The Fox Spirits gasp and dare not breathe, looking up at the Monolith with wide, terrified eyes.
The silence that follows means only one thing: Princess Sayaka is right. Their silence is an admission of failure, a recognition that their carefully laid plans have been thwarted by forces beyond their control—forces the Monolith had not anticipated, forces that suggest the Earth Princess is far more powerful than any of them realised.
“You’re afraid,” she says, her voice carrying the weight of accusation and truth, sharp as a blade between ribs. “Afraid that if I destroy too much, too fast, you’ll lose your game pieces. You need Heartland intact for the grand design you’re weaving. You need the Riders alive because killing them would trigger responses you’re not ready for. You’re playing a long game, and I’m just another piece on your board.”

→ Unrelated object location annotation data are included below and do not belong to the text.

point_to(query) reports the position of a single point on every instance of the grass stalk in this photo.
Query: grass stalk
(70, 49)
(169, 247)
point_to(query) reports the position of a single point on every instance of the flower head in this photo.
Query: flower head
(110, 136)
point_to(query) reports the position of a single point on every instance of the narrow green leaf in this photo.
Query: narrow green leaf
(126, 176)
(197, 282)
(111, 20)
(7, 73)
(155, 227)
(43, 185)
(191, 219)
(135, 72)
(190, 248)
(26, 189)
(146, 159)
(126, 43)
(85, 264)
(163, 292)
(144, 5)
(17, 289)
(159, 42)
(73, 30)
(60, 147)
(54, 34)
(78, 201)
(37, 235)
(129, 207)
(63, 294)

The words strike true. She can feel it in the way the air shifts, in the way the Monolith’s silence becomes something heavier, something that acknowledges her insight without conceding her power.
“We are playing for more than your childish duels!” The Monolith’s voice deepens, filling the space between her ribs like cold smoke, carrying with it the weight of ancient malice and the promise of consequences yet to come. “This is but a minor setback. Phase One is already complete. Phase Two begins now, and it requires precision, not brawl. We must carry out the next phase with haste before our enemies realise what we truly seek.”
Phase Two. The words hang between them like a blade suspended by a thread. She knows what this means—operations beyond simple conquest, movements that span kingdoms, manipulations that reach into the very heart of power itself. And the power needs to be in their hands.
Princess Sayaka turns her back, a gesture of defiance that speaks volumes of her royalty and prowess. She is the Princess of Wei. She will not be ordered about like a common soldier, will not be told how to fight and when to retreat.
The Fox Spirits glance at her, their eyes shivering with unspoken unease, and they dare not speak. They know better than to interfere in matters between powers greater than themselves.
“We don’t share power,” the Princess says, her teeth carrying the weight of truth and the promise of consequences. “We just happen to share a goal.”
The Monolith doesn’t respond. Its silence is a concession, a recognition of their plan’s dependence on the mortal Princess’ might.
“Very well, I’ll entertain your next game.” She walks away towards another portal opening, her movements carrying the grace of a predator and the determination of one who will not be denied. “And this time, don’t get in my way.”
Her words hang in the air like a promise and a threat, carrying with them the destinies to come—destinies that will unfold across kingdoms and through shadows, destinies that neither the Monolith nor the Princess can yet fully see, but which draw closer with every heartbeat, every breath, every moment that the world continues to turn in their favour.
As the portal swallows her form, the shadow realm returns to its eternal quiet, broken only by the Monolith’s low hum, a sound like distant thunder promising a storm that has not yet arrived, but which will come. It always comes.
And somewhere, far from this dead realm, a pink crystal pulses with life in a general’s pouch, a girl follows a farm girl into the wilderness, and a town celebrates a victory they do not fully understand.
“The threads of fate continue to weave. The game has only just begun.”